Considering the numbers Boagerts put up this year between Class A Salem and Double-A Portland (.307, 37 doubles, three triples, 20 home runs, 81 RBIs and 44 walks in 127 games), it's easy to imagine him settling into the right-handed batters' box at Fenway Park within the next couple of years.

"It's a dream come true," Bogaerts said of being at Fenway. "Everyone wants to play here, and hopefully that dream will come true in the future. Right now, I'm just appreciating this time to think of what it means."

How soon would Bogaerts like to call Fenway his home office?

"As quick as possible," Bogaerts said. "That's all I can say."

Bradley, Jr. was on hand to be recognized as the top defensive player in the organization. He had a one-word scouting report on Bogaerts, his teammate at Salem and Portland this season.

"Stud," bellowed Bradley.

The one thing that stood out when talking to both Bogaerts and Bradley was their comfort in their own skin.

What does Bradley think about the notion he could play for the Red Sox at some point during 2013?

"I hope it's kind of realistic. That sounds nice," Bradley said. "I don't know what their plans are with me. All I can really do, the only thing I can really control, is just playing baseball. That's what I'm going to go out there and do, and I'm going to do it to the best of my abilities."

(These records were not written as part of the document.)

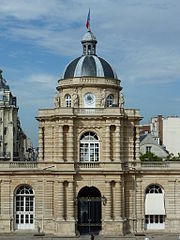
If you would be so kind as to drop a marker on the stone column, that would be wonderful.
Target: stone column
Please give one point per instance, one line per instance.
(59, 200)
(70, 201)
(139, 206)
(108, 209)
(137, 142)
(60, 145)
(117, 144)
(117, 201)
(107, 144)
(70, 144)
(5, 199)
(41, 143)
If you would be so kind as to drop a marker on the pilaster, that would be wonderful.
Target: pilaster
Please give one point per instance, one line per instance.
(70, 201)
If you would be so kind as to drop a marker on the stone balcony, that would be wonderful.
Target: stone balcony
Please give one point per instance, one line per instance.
(132, 166)
(5, 155)
(111, 111)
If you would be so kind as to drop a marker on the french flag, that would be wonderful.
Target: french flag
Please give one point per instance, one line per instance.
(88, 20)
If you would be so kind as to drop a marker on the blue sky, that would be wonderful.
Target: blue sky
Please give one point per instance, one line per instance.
(140, 38)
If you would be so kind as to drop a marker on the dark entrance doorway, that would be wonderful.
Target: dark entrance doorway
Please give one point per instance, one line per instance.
(89, 210)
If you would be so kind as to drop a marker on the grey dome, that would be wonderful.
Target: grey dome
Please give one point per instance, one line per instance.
(89, 64)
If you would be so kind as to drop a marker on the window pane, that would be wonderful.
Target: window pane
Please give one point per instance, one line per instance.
(17, 218)
(151, 218)
(147, 219)
(22, 218)
(161, 218)
(31, 218)
(27, 218)
(156, 218)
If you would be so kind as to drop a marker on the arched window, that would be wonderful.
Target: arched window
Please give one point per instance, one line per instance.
(154, 207)
(68, 100)
(24, 207)
(89, 147)
(109, 100)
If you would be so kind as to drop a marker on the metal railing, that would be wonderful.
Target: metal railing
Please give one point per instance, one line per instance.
(5, 155)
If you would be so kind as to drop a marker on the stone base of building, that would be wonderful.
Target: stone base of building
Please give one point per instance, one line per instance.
(113, 228)
(59, 227)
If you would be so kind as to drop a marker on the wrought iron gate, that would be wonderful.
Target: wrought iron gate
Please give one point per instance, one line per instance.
(89, 215)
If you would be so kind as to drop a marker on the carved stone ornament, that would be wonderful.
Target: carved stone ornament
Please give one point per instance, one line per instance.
(103, 98)
(121, 100)
(75, 99)
(57, 100)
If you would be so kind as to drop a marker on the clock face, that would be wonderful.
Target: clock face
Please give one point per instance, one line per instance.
(89, 98)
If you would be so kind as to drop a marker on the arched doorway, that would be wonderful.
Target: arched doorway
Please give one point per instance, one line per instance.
(89, 210)
(24, 207)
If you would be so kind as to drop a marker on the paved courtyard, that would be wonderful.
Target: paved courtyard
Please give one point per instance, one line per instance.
(32, 236)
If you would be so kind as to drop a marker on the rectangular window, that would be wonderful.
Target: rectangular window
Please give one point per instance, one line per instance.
(17, 218)
(148, 148)
(151, 219)
(147, 219)
(156, 218)
(161, 218)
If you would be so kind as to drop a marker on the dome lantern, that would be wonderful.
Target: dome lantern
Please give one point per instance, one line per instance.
(89, 43)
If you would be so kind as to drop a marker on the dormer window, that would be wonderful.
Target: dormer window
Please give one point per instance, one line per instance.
(109, 100)
(67, 100)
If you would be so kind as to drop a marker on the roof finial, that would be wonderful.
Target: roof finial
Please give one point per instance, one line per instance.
(88, 21)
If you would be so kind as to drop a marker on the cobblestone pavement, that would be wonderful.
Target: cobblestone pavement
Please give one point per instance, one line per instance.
(30, 236)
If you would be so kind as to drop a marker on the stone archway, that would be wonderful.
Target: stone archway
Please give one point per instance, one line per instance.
(89, 210)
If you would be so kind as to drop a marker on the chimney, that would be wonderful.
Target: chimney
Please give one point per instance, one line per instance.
(160, 129)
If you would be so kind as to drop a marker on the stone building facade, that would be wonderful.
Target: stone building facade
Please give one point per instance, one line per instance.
(11, 134)
(88, 177)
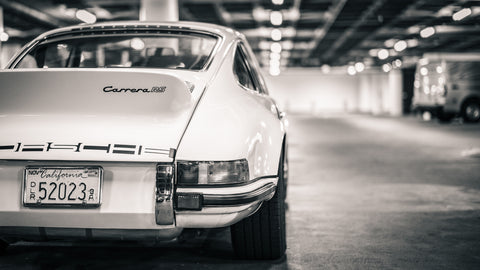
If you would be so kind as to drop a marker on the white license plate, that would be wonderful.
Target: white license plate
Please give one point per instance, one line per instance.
(62, 186)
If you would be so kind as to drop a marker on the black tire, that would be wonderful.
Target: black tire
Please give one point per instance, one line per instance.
(471, 111)
(445, 117)
(3, 246)
(263, 235)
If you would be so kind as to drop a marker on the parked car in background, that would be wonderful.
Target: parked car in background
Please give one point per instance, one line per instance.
(448, 85)
(138, 131)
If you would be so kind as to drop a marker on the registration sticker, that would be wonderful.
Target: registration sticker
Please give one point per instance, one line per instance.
(62, 186)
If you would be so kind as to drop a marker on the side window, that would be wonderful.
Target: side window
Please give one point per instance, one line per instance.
(241, 72)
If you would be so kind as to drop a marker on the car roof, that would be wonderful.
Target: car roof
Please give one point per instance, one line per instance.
(224, 32)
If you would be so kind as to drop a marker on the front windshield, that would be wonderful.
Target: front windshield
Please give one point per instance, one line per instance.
(190, 52)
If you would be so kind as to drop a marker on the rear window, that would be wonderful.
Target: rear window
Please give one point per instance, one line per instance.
(191, 52)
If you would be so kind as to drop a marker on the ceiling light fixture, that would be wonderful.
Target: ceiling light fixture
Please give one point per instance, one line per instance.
(383, 54)
(3, 37)
(274, 70)
(276, 18)
(400, 45)
(390, 42)
(427, 32)
(276, 47)
(275, 56)
(387, 67)
(276, 34)
(351, 70)
(85, 16)
(397, 63)
(325, 68)
(461, 14)
(359, 67)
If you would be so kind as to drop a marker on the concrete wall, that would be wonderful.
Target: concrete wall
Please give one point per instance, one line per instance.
(312, 92)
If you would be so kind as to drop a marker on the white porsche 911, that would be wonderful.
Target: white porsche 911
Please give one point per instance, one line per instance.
(139, 131)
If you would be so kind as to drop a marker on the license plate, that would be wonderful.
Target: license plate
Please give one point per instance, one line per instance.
(63, 186)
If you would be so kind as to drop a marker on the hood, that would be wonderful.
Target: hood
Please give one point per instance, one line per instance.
(94, 115)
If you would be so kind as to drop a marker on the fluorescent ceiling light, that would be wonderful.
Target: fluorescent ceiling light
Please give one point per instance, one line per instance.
(276, 47)
(276, 18)
(383, 54)
(3, 36)
(461, 14)
(427, 32)
(397, 63)
(387, 67)
(325, 69)
(400, 45)
(359, 66)
(276, 34)
(351, 70)
(85, 16)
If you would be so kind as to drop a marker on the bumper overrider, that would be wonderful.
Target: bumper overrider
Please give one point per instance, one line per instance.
(186, 195)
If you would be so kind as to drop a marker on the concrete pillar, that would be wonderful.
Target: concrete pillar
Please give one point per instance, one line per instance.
(159, 10)
(394, 96)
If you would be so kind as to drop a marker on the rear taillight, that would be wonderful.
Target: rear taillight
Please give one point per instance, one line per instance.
(163, 194)
(212, 172)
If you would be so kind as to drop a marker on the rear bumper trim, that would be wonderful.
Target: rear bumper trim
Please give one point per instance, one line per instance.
(242, 198)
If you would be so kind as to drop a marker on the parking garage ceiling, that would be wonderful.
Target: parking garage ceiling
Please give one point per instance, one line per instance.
(311, 33)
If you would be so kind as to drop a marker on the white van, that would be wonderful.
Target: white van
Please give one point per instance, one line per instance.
(448, 85)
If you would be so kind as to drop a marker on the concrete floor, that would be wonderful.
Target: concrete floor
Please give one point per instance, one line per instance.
(364, 193)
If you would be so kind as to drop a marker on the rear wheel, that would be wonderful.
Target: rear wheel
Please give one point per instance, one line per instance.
(3, 246)
(263, 234)
(445, 117)
(471, 111)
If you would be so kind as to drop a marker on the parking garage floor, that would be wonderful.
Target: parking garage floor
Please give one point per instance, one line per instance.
(364, 193)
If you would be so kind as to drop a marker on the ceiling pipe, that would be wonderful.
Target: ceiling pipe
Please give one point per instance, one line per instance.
(353, 29)
(32, 13)
(154, 10)
(333, 14)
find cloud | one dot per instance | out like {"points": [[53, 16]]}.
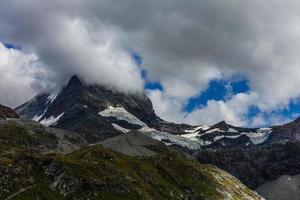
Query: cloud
{"points": [[184, 45], [20, 76], [233, 111]]}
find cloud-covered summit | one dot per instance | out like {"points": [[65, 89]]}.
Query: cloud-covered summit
{"points": [[184, 46]]}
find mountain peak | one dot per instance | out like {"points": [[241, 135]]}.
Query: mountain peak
{"points": [[75, 81]]}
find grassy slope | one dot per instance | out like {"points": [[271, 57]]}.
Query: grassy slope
{"points": [[98, 173]]}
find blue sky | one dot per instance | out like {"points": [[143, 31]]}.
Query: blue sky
{"points": [[223, 90]]}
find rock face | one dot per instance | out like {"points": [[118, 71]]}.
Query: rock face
{"points": [[18, 135], [254, 155], [76, 108], [282, 188], [6, 112]]}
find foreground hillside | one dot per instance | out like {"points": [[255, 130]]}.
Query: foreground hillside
{"points": [[94, 172]]}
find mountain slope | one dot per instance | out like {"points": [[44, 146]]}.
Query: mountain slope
{"points": [[6, 112], [17, 135], [97, 173], [77, 106]]}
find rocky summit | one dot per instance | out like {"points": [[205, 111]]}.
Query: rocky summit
{"points": [[38, 162], [128, 124]]}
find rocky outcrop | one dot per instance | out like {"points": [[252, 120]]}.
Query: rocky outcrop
{"points": [[19, 135], [6, 112], [258, 165], [98, 173]]}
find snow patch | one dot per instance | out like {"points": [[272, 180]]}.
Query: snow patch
{"points": [[203, 127], [121, 113], [51, 120], [260, 136], [214, 130], [116, 126], [172, 139]]}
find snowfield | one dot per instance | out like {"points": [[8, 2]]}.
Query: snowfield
{"points": [[51, 120], [121, 113], [190, 138]]}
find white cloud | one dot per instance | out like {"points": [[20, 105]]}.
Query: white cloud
{"points": [[184, 45], [20, 73]]}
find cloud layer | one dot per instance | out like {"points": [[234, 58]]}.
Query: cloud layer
{"points": [[184, 45]]}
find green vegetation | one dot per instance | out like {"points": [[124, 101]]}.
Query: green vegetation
{"points": [[94, 172], [98, 173]]}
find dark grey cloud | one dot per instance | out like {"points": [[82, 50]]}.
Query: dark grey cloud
{"points": [[184, 44]]}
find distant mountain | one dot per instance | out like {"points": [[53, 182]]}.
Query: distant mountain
{"points": [[77, 108], [39, 162], [6, 112], [98, 114]]}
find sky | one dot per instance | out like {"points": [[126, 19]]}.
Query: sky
{"points": [[200, 62]]}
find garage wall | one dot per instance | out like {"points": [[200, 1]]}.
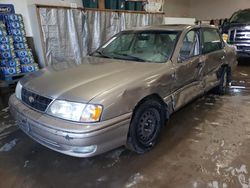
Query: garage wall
{"points": [[177, 8], [22, 7], [207, 10]]}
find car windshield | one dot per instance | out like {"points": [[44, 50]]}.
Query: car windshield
{"points": [[142, 46], [241, 17]]}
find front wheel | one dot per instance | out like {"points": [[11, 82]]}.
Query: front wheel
{"points": [[145, 127]]}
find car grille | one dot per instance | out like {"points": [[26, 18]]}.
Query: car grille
{"points": [[34, 100], [239, 35]]}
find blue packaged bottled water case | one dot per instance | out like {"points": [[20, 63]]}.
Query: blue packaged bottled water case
{"points": [[6, 40], [6, 47], [10, 63], [16, 32], [29, 68], [15, 25], [27, 60], [3, 32], [18, 39], [2, 25], [20, 45], [15, 56], [9, 54], [13, 18], [24, 53], [10, 70]]}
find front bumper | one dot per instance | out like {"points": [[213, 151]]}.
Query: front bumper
{"points": [[74, 139]]}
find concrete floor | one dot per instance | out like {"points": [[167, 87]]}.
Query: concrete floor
{"points": [[206, 144]]}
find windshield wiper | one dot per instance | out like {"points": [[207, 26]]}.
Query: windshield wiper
{"points": [[131, 57]]}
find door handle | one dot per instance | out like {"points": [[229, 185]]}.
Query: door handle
{"points": [[199, 65]]}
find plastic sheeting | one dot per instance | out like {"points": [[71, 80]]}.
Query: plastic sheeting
{"points": [[70, 34]]}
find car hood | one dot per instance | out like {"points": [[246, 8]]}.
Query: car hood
{"points": [[83, 82]]}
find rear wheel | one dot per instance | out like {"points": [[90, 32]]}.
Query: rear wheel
{"points": [[145, 127]]}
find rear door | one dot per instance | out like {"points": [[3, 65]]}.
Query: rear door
{"points": [[189, 69], [212, 50], [189, 63]]}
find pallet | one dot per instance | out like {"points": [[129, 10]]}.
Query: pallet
{"points": [[9, 80]]}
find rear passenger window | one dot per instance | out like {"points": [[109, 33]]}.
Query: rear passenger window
{"points": [[211, 41], [190, 46]]}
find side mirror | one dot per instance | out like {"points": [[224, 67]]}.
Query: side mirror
{"points": [[179, 60]]}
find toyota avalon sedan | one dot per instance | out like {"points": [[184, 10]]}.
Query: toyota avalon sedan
{"points": [[124, 92]]}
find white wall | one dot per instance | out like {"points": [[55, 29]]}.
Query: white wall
{"points": [[216, 9], [21, 7], [177, 8]]}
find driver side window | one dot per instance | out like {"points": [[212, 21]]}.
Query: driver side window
{"points": [[190, 46]]}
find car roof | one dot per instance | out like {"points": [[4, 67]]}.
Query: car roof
{"points": [[174, 27]]}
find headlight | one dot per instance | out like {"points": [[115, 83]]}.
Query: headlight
{"points": [[19, 91], [73, 111]]}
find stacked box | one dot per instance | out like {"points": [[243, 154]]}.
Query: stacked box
{"points": [[9, 64], [15, 28], [90, 3]]}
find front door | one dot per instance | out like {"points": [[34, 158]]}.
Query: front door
{"points": [[189, 69]]}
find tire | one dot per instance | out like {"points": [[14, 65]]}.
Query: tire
{"points": [[224, 81], [145, 127]]}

While the Red Sox entered play on Saturday with a 68-84 record, the prospects know that things like that are cyclical.

"It's definitely not going to take one person to fix solutions or anything," said Bradley. "It's just one of those times. It's baseball, it happens."

There were several other award winners on hand during Saturday's pregame presentation. Righty Brandon Workman was named the team's Minor League Pitcher of the Year. Third baseman Garin Cecchini got the organization's Base Runner of the Year Award. Right-handed pitcher Keivin Heras and outfielder Manuel Margot represented the Dominican Summer League Red Sox as Minor League Latin Program Pitcher and Player of the Year.

Daniel Nava, who spent much of the season with the Red Sox, received the Lou Gorman Award. Created in 2011, the award is given annually to a Red Sox Minor League player who has demonstrated dedication and perseverance in overcoming obstacles while working his way to the Major League team.